At this point in time, the emergency room (with its ridiculous wait times and pocket-emptying rates) has become our best friend. The doctors there are at least competent enough to make an actual diagnosis - hello, how are you feeling, you're about eight weeks pregnant, and by the way, you're suffering from a rare but viable condition called Hyperemesis Gravidarum. The IV is set up, blood pressure taken, and for the next seven hours it's drip-drop torture with DH trying his best to make the experience bearable. At the end of it all, there's a particularly vomity episode (bloody bile mixed with "coffee" grounds) and a prescription for Phenergan in suppository form.
Hooray, Promethazine!
But it's a short-lived victory; two more visits to the ER for more refills and IV hook-ups and, at the end of the tunnel, a single ray of optimism - at eight weeks of pregnancy, an emergency ultrasound reveals that baby is perfectly comfortable nestled in his little amniotic sac, measuring a full week ahead of time at nine weeks of development. So that's where all the energy/nutrients have been going. Take your prenatals and schedule an appointment with an OB/GYN is what I'm advised - why don't you try, with no insurance and a stomach that can barely handle water much less a horse pill?

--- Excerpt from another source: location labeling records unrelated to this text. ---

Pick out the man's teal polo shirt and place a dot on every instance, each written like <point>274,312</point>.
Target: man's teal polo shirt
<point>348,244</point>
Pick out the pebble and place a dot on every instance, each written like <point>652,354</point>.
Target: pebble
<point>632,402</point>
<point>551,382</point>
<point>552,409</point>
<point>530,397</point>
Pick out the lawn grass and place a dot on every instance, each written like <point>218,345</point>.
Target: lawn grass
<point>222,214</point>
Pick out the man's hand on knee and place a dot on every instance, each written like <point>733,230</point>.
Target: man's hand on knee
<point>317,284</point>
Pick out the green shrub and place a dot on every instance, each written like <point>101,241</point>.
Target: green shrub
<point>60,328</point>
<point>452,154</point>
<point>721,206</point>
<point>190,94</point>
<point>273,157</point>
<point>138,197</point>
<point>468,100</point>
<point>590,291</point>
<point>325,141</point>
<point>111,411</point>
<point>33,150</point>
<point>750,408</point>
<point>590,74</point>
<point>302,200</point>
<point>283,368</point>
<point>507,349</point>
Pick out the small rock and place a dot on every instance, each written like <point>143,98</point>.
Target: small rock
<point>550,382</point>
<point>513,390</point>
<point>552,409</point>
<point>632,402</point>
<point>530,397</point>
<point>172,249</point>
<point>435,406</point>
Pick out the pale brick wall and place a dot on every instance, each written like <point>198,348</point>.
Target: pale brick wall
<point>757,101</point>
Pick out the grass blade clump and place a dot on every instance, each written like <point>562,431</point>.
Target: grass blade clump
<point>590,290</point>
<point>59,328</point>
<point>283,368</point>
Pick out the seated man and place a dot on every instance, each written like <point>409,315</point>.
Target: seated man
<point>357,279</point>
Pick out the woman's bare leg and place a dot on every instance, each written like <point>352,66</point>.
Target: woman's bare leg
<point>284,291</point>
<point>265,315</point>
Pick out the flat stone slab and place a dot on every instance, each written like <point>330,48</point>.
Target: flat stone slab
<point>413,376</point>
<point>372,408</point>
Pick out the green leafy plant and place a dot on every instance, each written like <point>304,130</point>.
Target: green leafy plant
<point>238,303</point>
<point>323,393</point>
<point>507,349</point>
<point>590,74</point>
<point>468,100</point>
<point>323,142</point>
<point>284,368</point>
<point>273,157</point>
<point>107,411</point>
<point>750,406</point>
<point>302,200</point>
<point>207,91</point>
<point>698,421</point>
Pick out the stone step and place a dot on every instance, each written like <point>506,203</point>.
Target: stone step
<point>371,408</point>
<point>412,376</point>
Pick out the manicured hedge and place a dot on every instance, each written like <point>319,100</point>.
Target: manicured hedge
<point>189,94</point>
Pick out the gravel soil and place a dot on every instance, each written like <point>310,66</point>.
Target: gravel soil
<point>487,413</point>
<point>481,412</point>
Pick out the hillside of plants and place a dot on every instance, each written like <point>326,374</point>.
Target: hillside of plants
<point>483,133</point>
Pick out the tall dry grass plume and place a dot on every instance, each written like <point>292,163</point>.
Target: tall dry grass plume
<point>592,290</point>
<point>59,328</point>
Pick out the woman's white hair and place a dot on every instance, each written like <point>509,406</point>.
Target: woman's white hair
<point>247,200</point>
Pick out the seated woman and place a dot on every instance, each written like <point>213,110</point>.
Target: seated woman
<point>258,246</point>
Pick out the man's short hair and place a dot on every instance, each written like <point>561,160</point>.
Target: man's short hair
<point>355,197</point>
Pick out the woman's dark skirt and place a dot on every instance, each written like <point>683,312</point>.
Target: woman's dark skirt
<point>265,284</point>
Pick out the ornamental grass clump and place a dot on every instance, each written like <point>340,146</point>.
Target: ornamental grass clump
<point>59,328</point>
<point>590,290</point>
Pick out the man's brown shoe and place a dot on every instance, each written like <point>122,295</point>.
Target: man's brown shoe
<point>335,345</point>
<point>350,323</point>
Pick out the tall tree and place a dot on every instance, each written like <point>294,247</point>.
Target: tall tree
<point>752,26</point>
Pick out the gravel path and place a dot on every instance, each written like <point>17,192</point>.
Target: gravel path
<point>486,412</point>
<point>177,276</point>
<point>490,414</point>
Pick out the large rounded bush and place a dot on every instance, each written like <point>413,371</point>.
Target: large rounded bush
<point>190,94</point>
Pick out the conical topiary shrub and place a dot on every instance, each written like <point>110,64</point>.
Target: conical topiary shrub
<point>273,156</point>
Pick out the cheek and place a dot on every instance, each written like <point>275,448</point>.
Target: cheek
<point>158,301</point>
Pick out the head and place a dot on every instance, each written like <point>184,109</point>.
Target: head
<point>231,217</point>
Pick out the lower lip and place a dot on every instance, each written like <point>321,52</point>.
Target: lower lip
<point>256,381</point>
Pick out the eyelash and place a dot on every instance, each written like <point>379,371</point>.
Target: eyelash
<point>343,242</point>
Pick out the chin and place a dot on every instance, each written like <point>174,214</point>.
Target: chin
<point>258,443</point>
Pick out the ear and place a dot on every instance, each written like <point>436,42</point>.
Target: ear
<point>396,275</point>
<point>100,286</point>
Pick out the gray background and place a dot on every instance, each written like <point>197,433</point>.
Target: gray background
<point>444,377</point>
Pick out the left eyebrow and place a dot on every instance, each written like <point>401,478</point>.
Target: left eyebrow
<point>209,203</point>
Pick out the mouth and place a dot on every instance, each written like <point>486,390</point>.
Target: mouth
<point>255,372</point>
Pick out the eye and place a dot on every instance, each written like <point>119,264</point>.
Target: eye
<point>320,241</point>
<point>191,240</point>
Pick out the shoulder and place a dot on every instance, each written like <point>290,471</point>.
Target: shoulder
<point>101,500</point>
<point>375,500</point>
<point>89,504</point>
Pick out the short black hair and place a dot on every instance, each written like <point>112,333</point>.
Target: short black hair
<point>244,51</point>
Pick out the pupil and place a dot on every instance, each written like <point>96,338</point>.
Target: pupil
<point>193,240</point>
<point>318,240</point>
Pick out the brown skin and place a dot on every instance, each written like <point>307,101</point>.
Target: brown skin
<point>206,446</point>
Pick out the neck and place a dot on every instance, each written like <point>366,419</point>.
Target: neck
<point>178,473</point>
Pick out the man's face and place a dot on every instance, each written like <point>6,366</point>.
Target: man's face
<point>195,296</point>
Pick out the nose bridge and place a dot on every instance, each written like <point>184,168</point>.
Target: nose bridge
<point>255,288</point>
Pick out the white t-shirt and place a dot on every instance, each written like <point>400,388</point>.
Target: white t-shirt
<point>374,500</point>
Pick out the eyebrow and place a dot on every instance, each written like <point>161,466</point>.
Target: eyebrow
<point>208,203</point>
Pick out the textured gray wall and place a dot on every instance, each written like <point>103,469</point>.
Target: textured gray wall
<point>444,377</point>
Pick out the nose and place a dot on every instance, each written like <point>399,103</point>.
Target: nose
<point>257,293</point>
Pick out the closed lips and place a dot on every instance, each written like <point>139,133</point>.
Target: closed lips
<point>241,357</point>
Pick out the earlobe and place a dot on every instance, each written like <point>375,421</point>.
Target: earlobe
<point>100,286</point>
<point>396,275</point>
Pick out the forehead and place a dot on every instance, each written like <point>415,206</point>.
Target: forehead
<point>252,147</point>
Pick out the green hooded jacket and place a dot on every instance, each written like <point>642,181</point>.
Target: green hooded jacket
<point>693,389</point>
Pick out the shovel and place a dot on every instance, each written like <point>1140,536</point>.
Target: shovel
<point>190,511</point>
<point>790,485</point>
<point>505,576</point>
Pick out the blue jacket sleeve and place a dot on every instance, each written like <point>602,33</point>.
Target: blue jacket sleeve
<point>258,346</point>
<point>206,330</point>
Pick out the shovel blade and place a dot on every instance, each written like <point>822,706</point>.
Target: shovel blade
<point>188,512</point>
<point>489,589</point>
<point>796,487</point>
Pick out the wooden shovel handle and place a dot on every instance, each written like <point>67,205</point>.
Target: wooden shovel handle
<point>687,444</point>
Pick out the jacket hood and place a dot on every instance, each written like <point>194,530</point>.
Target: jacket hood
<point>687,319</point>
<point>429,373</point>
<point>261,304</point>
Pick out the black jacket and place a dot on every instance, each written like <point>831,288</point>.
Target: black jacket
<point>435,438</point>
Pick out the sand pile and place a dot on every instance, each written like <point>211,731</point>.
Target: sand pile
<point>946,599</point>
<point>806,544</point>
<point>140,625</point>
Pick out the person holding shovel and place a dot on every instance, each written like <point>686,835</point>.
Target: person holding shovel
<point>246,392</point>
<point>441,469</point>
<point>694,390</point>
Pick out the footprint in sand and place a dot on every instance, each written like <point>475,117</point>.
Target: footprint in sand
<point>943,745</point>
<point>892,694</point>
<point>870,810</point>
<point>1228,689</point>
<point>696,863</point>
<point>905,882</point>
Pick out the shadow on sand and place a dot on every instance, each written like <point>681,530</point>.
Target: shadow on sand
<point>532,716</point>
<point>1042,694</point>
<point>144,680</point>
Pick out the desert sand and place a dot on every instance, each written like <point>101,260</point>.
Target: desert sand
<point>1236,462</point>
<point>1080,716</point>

I'll do my best, thanks. And my best equals ordering oral Promethazine from the UK, staying strictly on bedrest with the energy reserves so low, and eating only what I can hold down - you try taking the recommended amount of Folic Acid with another kind of acid bubbling in your stomach day and night. It's by no means comfortable - aside from the nausea/vomiting, an altered sense of smell and taste plagues my everyday life, along with excessive weepiness, body aches that simply will not go away, and the most distressingly tender breasts/nipples to ever grace this body.
Not sure how much longer this is going to last, or how much more of this I can take before I break down and overdose on Benadryl just to get a good night's rest. Honestly, I've heard that pregnancy is a challenging experience, but I never expected to lose my job, my motivation, my energy, and the ability to control my life quite so early on. For the love of God, I'm only ten weeks!
...but this is pregnancy, or at least the reality of it. There's no baby bump to proudly show off, no glowing, natural expression to face the day with... there's barely any energy (or time, now that I'm sleeping the day away) to look at myself in the mirror, and when I do, I feel like crawling right back into bed - I've never felt so unpretty in my entire life! Damn you, HG... why can't you just let me be?
At the same time, I'm resigned to the fact that this is a necessary part of carrying my baby from week one to week forty - every pregnancy is different, and this just so happens to be the hand I've been dealt. Besides, so long as the little one is developing well and not suffering as much as I am, I think I can forgive my body's ruthless mutiny and learn to just cope until the storm passes. And if it takes all nine months, well... then I'm just in for a very, very long ride, aren't I?